Office: TMH 225
Jeff Helgeson received his Ph.D. in U.S. history from the University of Illinois at Chicago in 2008. His book, Striving in Black Chicago: Ambition, Activism, and Accommodation from the New Deal to Harold Washington, examines how black Chicagoans developed a unique political culture through the everyday struggle to access housing, jobs opportunities, and political power in a city that was both “the capital of black America” and one of the most segregated and unequal places in the nation.
Dr. Helgeson’s research has been informed by his work in public history. He began his career as a research associate for the Gilder Lehrman Collection in New York City. And since 2002 he has been the administrative director of The Labor Trail, a collaborative project of the Chicago Center for Working Class Studies. The Labor Trail is both a paper map and an online interactive map of Chicago’s labor and working-class history. (For more information, please see: www.labortrail.org.) As part of the Labor Trail project, Dr. Helgeson has given dozens of tours of Chicago’s history, he has been interviewed on network and public radio, and he has appeared on the British Broadcasting Company’s “Who Do You Think You Are?” episode detailing the family history of British actress Zoë Wanamaker and their history’s relationship to the 1910-1911 garment industry strike in Chicago.

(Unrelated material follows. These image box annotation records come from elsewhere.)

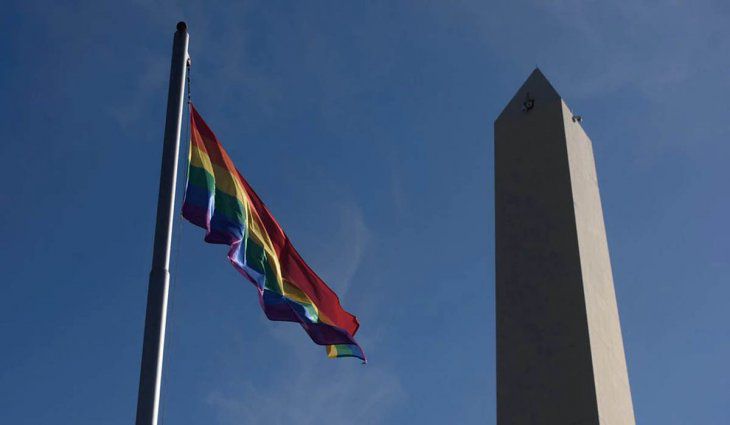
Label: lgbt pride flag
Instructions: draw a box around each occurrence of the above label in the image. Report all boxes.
[183,104,365,361]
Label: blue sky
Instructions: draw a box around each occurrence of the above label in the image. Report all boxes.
[0,0,730,425]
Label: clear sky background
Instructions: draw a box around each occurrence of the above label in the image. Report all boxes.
[0,0,730,425]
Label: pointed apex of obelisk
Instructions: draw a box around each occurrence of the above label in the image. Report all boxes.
[497,67,561,120]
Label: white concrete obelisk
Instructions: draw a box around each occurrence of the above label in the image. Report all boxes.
[494,69,635,425]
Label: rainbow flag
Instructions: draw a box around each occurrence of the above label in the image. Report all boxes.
[182,105,366,361]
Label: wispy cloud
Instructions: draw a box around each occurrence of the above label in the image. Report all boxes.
[207,359,404,425]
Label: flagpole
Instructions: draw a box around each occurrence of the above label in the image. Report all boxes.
[136,22,188,425]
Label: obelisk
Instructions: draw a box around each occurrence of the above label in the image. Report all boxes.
[494,69,635,425]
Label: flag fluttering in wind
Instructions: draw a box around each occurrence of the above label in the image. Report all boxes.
[183,104,365,361]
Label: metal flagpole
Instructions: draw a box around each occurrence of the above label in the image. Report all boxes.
[137,22,188,425]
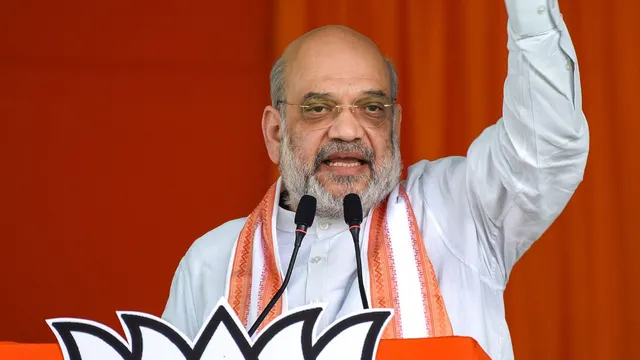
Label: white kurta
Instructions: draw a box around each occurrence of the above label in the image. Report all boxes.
[163,0,589,359]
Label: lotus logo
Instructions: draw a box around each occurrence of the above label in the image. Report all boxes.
[47,299,393,360]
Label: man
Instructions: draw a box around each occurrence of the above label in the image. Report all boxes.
[163,0,589,359]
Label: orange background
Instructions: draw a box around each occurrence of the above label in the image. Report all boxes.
[0,0,640,359]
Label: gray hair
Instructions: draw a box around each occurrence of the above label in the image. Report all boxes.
[270,56,398,108]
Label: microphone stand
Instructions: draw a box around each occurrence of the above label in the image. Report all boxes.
[249,225,307,337]
[349,224,369,309]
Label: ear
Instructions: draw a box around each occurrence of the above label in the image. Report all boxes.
[262,105,282,164]
[393,104,402,145]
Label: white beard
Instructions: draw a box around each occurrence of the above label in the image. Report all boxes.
[278,124,402,219]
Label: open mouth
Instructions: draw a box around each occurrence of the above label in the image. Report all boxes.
[322,153,368,168]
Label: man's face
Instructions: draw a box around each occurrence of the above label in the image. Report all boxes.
[279,31,402,218]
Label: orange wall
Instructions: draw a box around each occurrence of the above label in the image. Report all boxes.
[0,0,640,359]
[0,1,271,341]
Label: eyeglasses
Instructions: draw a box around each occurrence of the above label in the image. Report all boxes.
[277,95,395,130]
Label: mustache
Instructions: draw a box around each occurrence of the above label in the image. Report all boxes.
[313,140,376,172]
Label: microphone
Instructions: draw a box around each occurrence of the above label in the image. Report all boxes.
[249,195,316,337]
[343,194,369,309]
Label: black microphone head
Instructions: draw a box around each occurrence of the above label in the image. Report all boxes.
[342,194,362,226]
[295,195,316,227]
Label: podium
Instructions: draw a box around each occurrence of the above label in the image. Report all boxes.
[0,336,490,360]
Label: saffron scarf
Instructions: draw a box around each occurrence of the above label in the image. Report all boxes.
[226,180,453,339]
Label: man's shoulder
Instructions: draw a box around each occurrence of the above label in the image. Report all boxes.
[185,217,247,266]
[407,156,467,186]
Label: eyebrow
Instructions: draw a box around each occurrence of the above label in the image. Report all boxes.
[302,89,389,102]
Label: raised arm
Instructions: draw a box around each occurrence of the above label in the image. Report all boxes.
[450,0,589,286]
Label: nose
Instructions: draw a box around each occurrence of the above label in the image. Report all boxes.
[328,107,364,142]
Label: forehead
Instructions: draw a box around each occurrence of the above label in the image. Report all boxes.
[285,34,390,101]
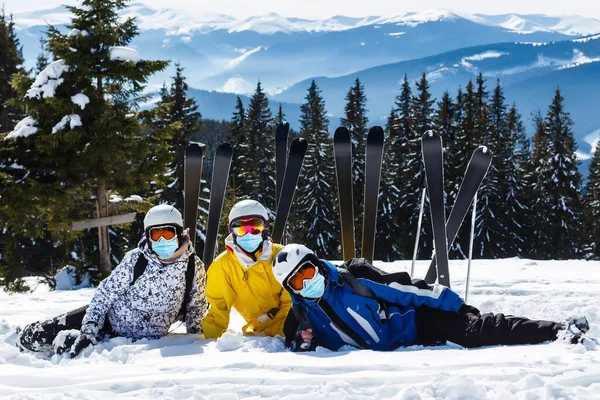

Striving in Black Chicago: Ambition, Activism, and Accommodation from the New Deal to Harold Washington, under contract with the University of Chicago Press, Historical Studies of Urban America, James R. Grossman, Timothy J. Gilfoyle, and Becky M. Nicolaides, eds.
“‘Who are you America but Me?’: The American Negro Exposition, 1940,” Black Chicago Renaissance: A Second Awakening, 1930-1970, ed. Darlene Clark Hine. (Urbana: University of Illinois Press, Forthcoming).
“Chicago’s Labor Trail: Labor History as Collaborative Public History,” International Labor and Working-Class History, 76:1 (2009), pp. 60-64.
“A Brief History of North Lawndale,” The Chicago Greystone in Historic North Lawndale, Feldman, Roberta and Jim Wheaton, eds., (Chicago, IL: City Design Center, College of Architecture and the Arts, University of Illinois at Chicago, 2006), pp. 63-73.
Dr. Helgeson has also published reviews in the Chicago Tribune, Urban History, and International Labor and Working-Class History. He also has a review forthcoming in Business History Review.
HIST 1310 History of the United States to 1877
History 1310 is an introduction to American civilization from the first encounters between Europeans and Native Americans through the Civil War and Reconstruction. The course focuses on central themes and issues in the development of European colonization, American growth, institutional change, cultural development, and political conflict. Themes treated in the course include: encounters and colonization; early America and the British Empire; the American Revolution; state formation in the early republic; democratic politics in the era of Andrew Jackson; technological, industrial, and transportation revolutions; social and cultural life in 19th century America; slavery, expansion, abolitionism, and the sectional crisis; and the Civil War and Reconstruction.
HIST 1320 History of the United States to 1877
This course introduces students to the major problems in modern U.S. history, particularly concentrating on social, economic, and political developments from Reconstruction to the 1980s. We will focus on the people of the United States, their responses to modern life in the industrial era, and how they transformed the nation’s domestic politics and its roles in international affairs, as well as the political paths not taken. The course will examine how individuals and organized groups sought to reform public policy and social conditions according to deeply held moral values and political commitments.